Life.ru Риа Новости Известия,  (Life.ru, RIA Novosti, Izviestija) oraz inne media rosyjskie na swój sposób zinterpretowały przemówienie przewodniczącego Komisji Richarda Burr’a, oraz jego zastępcy – Marka Warnera rozpowszechniając zmanipulowane nagłówki.

Zrzut ekranu ze strony Life.ru

„W senacie amerykańskim poinformowano, że rzekoma ingerencja Rosji nie miała wpływu na wynik wyborów prezydenta Stanów Zjednoczonych z 2016 roku” – podaje Life.ru. W rzeczywistości przesłanie sprawozdania Burr’a oraz Warnera było zupełnie inne.

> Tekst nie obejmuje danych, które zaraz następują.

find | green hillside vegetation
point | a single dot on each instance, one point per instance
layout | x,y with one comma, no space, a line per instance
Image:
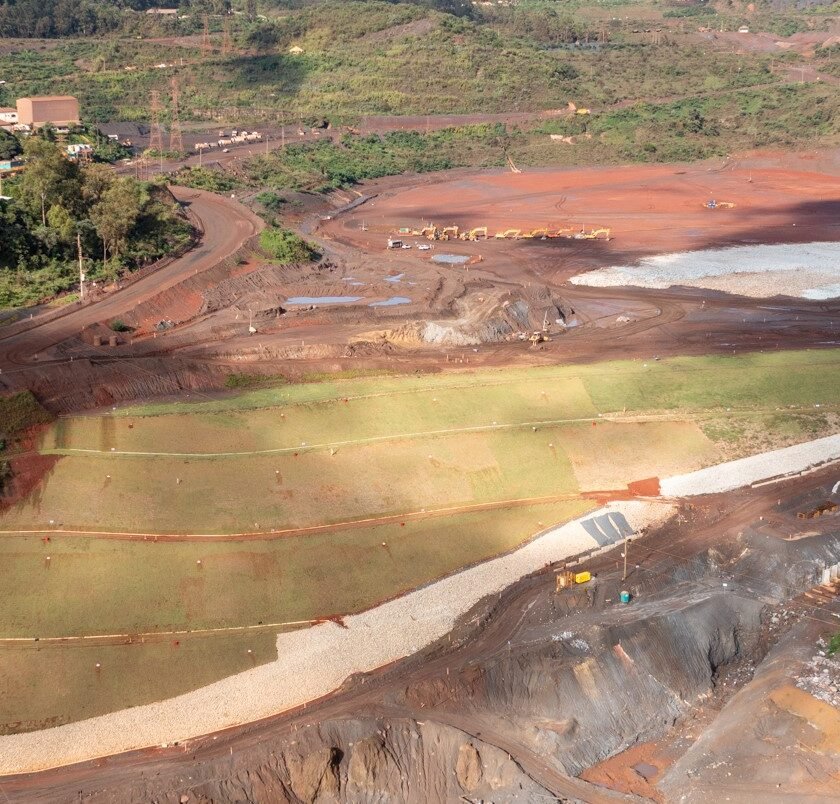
374,57
121,223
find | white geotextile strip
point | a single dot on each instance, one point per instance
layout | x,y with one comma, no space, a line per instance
743,472
311,662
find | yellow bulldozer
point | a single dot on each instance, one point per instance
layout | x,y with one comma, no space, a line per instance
567,578
479,233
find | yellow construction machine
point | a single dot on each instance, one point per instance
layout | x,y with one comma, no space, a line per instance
568,578
479,233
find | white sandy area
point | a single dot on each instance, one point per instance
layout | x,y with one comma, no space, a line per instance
314,662
807,270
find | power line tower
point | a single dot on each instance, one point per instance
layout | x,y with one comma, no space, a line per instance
226,38
205,37
155,138
176,141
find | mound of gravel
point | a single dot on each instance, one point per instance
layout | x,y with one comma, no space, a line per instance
807,270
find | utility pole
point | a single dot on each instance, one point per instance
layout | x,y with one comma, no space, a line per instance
176,141
226,48
155,139
81,267
626,546
205,38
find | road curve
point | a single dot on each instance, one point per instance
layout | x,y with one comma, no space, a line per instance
226,225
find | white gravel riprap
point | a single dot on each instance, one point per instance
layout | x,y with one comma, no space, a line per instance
807,270
316,661
743,472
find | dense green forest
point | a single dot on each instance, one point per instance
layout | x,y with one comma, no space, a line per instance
56,204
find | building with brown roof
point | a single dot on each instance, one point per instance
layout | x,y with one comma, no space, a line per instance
60,110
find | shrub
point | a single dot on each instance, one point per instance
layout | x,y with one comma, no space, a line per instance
286,247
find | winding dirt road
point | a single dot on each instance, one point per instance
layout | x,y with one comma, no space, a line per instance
225,224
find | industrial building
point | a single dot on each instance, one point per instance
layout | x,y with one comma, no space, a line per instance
60,110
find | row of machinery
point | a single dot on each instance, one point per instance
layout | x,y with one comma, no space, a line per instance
432,232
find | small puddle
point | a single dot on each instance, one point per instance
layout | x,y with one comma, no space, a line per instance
392,302
323,299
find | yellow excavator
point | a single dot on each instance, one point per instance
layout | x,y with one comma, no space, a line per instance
593,235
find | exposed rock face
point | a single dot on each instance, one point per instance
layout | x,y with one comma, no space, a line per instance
468,767
315,776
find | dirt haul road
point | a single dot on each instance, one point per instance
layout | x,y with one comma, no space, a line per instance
226,225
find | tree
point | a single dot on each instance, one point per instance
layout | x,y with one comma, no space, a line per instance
49,179
96,180
117,212
9,146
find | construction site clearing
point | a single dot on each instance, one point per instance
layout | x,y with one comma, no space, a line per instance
634,681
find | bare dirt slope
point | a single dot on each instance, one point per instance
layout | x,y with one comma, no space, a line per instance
559,683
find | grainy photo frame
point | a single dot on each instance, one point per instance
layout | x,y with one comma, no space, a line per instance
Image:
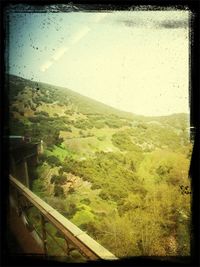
100,133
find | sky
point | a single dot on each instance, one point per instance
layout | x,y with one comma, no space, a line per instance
136,61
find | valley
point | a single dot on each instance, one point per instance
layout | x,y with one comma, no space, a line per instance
121,177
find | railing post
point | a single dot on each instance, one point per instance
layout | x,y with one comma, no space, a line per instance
44,235
26,173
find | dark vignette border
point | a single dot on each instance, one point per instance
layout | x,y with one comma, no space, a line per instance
75,6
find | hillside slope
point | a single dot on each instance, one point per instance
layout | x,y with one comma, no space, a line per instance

Według Burr’a – rozpoczynając śledztwo, członkowie Komisji stawiali przed sobą 3 zadania: ocenić wnioski przedstawione przez służby wywiadowcze; wyjaśnić, czy członkowie sztabu wyborczego Donalda Trumpa współpracowali z Moskwą; określić, czy są możliwe ponowne próby podjęcia podobnych działań przez Kreml (materiał wideo od 01:07).

Burr oświadczył, że w najbliższym czasie członkowie Komisji „przedstawią odpowiednie wnioski”. Ale, jak na razie, jednoznacznej odpowiedzi na pytanie o współpracy pracowników sztabu wyborczego Trumpa z Kremlem nie ma (materiał wideo – od 04:43).

Zrzut ekranu z twittem Richarda Burr’a na temat opracowanej przez Komisję informacji w sprawie śledztwa

„Członkowie i współpracownicy Komisji zasadniczo osiągnęli konsensus w tym, że ufają wnioskom przedstawionym przez służby wywiadowcze w ich ocenach wydarzeń” – oznajmił Burr (materiał wideo – 05:00), który ma na myśli wnioski służb specjalnych Stanów Zjednoczonych na temat tego, czy za włamaniem do serwerów Krajowego Komitetu Partii Demokratycznej oraz kradzieżą poczty elektronicznej szefa kampanii wyborczej Hillary Clinton – Johna Podesty stoi Rosja, oraz wnioski dotyczące rosyjskich prób wpływu na opinię społeczną poprzez rozpowszechnianie przekłamanych informacji.

Według przewodniczącego Komisji – rosyjskie służby specjalne „są mądre i wytrwałe”, więc podobne zagrożenia trzeba rozpatrywać „bardzo poważnie” (materiał wideo – od 08:38). Wiceprzewodniczący Komisji – Mark Warner dodał: „Rosyjskie aktywne działania nie skończyły się z dniem wyborów w 2016 roku. Miały one miejsce nie tylko w Stanach Zjednoczonych, ale również we Francji. Obserwowaliśmy zaniepokojenie także w Holandii i w Niemczech. Powinniśmy być czujni”. (Materiał wideo – od 10:05).

Richard Burr zapewnił, że Komisja dostarczy odpowiednich dowodów dotyczących ingerencji Rosji w wybory w Stanach Zjednoczonych jeszcze przed prawyborami w roku 2018. Oznajmił również, że nie wolno teraz przymykać oczu i uwierzyć, że Rosja w tej chwili nic nie robi.